1

 

Каждый день, лет с девятнадцати, я отдаю свои лучшие дни работе – бессмысленному времяпровождению за какие-то деньги – зачем они мне? Для удовлетворения собственных амбиций? Свои физиологические потребности я могу удовлетворить и без звонкой монеты.

Каждый день проводить среди толпы людей в душных помещениях – как будто я рождён для них. А вокруг серых зданий – небо, солнце, дождь – всё могущественно и прекрасно. К примеру – ветер, ради одного его порыва можно было жить. Но люди придумывают себе другие цели.

Впрочем, тружусь исправно, начальство довольно моей работой, сотрудники думают обо мне: «Хоть и скрытный, но хороший человек».

Глупо так думать. Я – лисенок.

Пусть свой день я отдаю никчемной, бесполезной для меня деятельности, за то ночь в моем распоряжении. Наступает моё время.

Я мчусь на своих лисьих лапах в свой настоящий дом – лес. И звериное сердце бешено колотится в предвкушении счастливой встречи.

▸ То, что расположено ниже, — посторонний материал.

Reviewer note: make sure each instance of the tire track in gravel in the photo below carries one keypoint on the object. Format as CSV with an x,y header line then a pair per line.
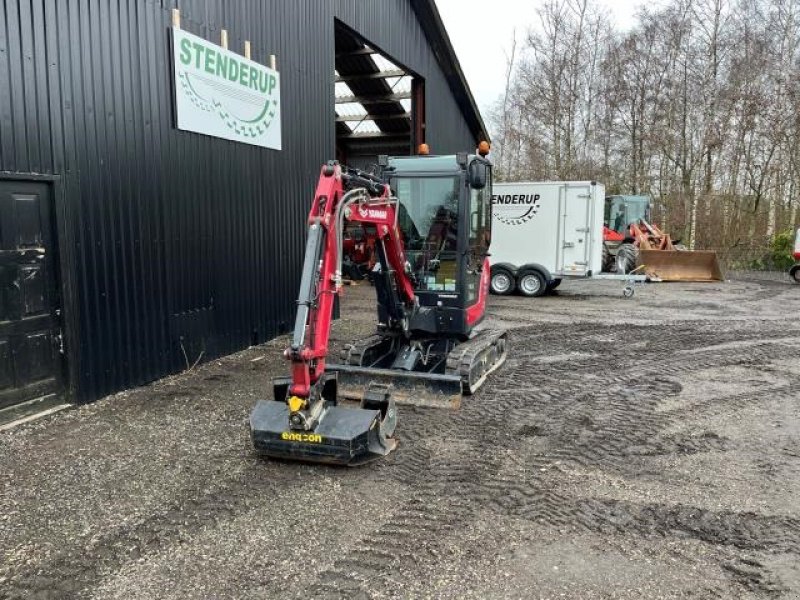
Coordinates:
x,y
603,427
76,568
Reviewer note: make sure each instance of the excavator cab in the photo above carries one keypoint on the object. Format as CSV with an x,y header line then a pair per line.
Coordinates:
x,y
444,217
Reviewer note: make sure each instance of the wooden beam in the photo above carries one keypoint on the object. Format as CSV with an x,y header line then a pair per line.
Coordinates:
x,y
375,136
367,76
374,98
346,118
358,52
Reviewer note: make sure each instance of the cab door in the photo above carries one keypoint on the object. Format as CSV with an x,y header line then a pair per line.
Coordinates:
x,y
478,239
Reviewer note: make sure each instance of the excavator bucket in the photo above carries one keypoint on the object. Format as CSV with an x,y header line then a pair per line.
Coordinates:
x,y
681,265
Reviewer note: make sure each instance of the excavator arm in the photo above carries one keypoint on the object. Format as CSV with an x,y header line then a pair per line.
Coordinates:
x,y
341,196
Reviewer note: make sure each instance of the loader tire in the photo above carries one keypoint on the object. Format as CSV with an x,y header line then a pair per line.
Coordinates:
x,y
626,258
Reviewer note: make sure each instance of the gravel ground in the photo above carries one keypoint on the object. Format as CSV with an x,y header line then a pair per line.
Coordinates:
x,y
643,448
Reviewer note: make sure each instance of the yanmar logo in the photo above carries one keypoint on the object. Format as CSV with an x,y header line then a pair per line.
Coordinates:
x,y
515,209
371,213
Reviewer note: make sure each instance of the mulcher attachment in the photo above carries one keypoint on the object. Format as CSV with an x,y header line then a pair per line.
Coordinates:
x,y
342,435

Кожаные подушечки лап ступают по холодной траве, тяжелая роса осыпается с веток вслед моему движению. Иногда тусклый ночной мотылёк испугано замелькает перед носом. Но никто не слышит моего появления, ни одно живое существо не заметит моего присутствия – ступаю легко и бесшумно, я почти невесом, поджарый живот с длинной шерстью, пружиню на тонких лапах, и хвост – как рыжее облако – мчится следом за мной. И, конечно, он меня не выдаст – не верьте глупым сказкам!

К вечеру запахи усиливаются, становятся ярче, острее, ощутимее. Мой чёрный, влажный нос ведёт меня по тропе, которая известна только мне, потому что я сам её обозначил. Она ведёт к моей территории, и на эту землю не посмеет ступить другая лисья лапа. Я долго боролся за это место – шрам на боку уже зарастает рыжей шерстью.

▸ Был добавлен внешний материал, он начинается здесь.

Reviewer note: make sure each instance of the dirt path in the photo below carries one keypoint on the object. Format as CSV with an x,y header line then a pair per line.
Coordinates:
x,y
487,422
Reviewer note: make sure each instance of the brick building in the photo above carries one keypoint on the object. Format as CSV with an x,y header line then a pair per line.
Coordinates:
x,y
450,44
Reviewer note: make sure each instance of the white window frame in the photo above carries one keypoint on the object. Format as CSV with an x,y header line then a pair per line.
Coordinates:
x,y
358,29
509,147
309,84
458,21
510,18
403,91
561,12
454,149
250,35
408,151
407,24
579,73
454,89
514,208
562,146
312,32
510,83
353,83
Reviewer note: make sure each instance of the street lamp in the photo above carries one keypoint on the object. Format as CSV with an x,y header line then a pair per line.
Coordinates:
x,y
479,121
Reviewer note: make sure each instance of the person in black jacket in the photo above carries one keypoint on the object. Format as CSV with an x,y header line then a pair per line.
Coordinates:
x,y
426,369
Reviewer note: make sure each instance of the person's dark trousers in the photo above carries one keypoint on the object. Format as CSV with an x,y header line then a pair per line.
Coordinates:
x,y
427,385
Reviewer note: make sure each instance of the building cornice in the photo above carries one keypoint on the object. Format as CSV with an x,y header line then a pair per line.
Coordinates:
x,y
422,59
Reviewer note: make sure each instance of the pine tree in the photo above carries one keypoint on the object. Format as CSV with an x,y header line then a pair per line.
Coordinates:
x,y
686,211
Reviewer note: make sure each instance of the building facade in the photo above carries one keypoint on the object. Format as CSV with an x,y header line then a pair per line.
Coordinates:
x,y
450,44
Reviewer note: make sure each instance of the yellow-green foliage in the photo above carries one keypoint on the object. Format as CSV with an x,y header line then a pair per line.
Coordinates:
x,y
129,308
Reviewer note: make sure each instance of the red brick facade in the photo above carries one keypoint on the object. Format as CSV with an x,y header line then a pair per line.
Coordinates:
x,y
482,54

Невидимая тропа ведёт к логу, сырость от воды висит в воздухе, сверлит слух пронзительный писк комаров. Сонно и мягко падает ручей со ступеньки на ступеньку илистого дна – не сравнить с половодьем. Лапы проваливаются во влажный, прибрежный ил. Вначале вода остужает подошвы лап, затем между когтистых пальцев поднимается к короткой шерсти. Жадно лакаю студёную, проточную воду, которая даже пахнет вкусно. Если ткнуть глубже в поток нос, на язык попадают песчинки. И те помои из-под крана так же называют водой… Что поделаешь… они – люди… Как в чистую воду они подмешивают хлорку, кофе, чай и другие примеси, лишь бы не чувствовать настоящий пресный – и потрясающий – вкус воды, так и дни свои они смешивают с суетой, лишь бы не думать о настоящем предназначении жизни.

Напившись, поднимаюсь на берег… Лапы, шерсть возле рта намокли, но это приятно… Мгновенье – останавливаюсь, чтобы прислушаться. Лапы – на земле. Что может быть лучше лесной земли для босых, сильных лап. Интересно, что люди придумали раньше – обувь или асфальт? И то и другое жутко неудобно.

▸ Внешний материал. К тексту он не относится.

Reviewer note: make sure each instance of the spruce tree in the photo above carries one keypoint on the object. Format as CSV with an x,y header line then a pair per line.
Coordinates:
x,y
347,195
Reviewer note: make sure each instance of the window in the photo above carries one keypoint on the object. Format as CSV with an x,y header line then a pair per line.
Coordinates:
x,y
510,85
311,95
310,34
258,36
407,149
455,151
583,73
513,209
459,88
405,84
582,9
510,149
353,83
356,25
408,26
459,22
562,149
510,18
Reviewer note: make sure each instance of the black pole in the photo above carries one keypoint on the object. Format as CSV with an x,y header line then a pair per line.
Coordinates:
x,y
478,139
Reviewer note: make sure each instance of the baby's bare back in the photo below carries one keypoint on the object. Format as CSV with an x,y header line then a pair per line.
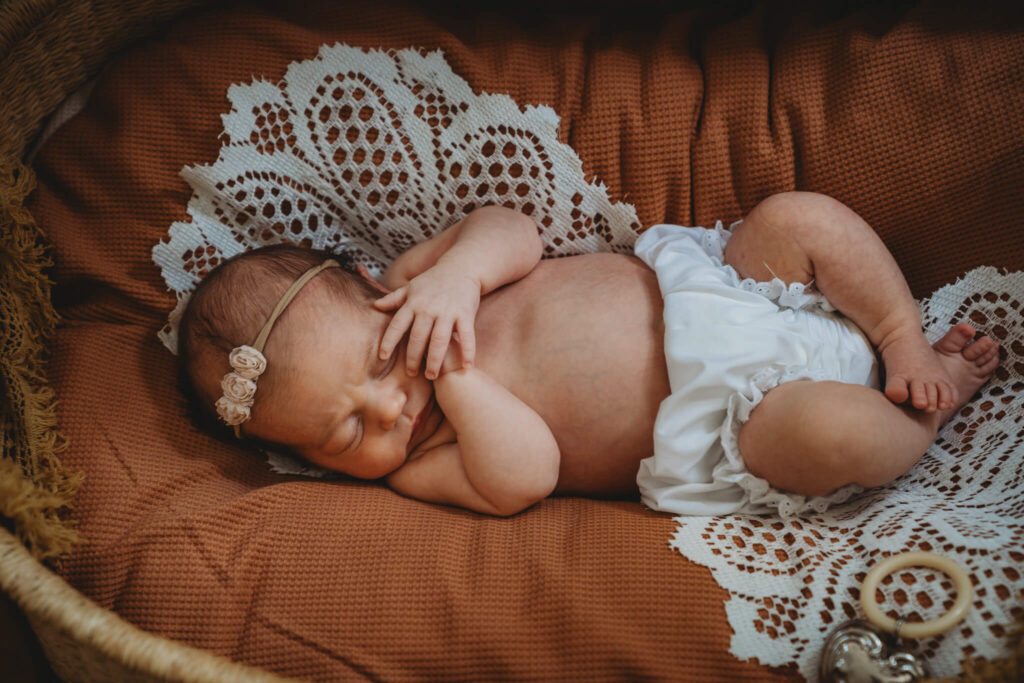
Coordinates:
x,y
580,340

Впрочем, ночью ничего людского мне не должно быть интересно. Всё у них – глупо, всё – придумано в их глупой голове. А здесь, у меня – всё настоящее, сочное, живое и живительное. Хотя бы вот эта земля под ногами… Чувствую, сколько в ней жизни – каждую минуту здесь кто-то рождается, кто-то умирает – и так бесконечно. Земля с радостью нас породила и с радостью примет в свои мирные объятья. Неверно говорят люди, что Бог создал человека из глины и вдохнул в него душу. Всё было не так. Из этой земли Он создал всё живое, в том числе и его, человека. И не вдыхал он в него душу. Душа была в самой земле.

Но надо бежать дальше. Хватит рассуждений – они ни к чему не приводят – как карусель. Больше дела, больше движения. И опять запружинила под ногами земля, заколыхались, причёсывая худые бока, травы…

Я вбежал на пригорок, он не успел ещё остыть после жаркого дня. Зной запутался в высоких стеблях травы, в еловых лапах, в земляничных листьях и в опавшей сухой хвое. Душно и приторно запахло ягодами… Мимо, мимо…

Стоп. Вот эта травка. Надо съесть её. Человеческая жизнь сильно изматывает бедное тело. Жесткие, длинные листья плохо жуются, пытаюсь ухватить их коренными зубами – лисьи зубы не приспособлены для травы. Всё… Пора бежать дальше. За ночь нужно успеть осмотреть всю территорию.

Но что-то подсказывает мне… какая-то тревога… или, может быть, что-то вокруг изменилось… что-то чужое появилось в моём доме.

Надо быть осторожнее. Напрасно говорят, что лисы – хитрые. Мы – лишь осторожные. Недоверчивые. Никому нельзя доверять. И не надо это осуждать или опровергать. Это естественно. Всё в мире взаимосвязано, но каждый сам за себя. И потом – верят в то, о чем никогда не будут знать точно. А если не знаешь наверняка – как можно полагаться? Мое правило – никому не доверять. Особенно людям. С ними просто необходимо для сохранения жизни быть осторожными…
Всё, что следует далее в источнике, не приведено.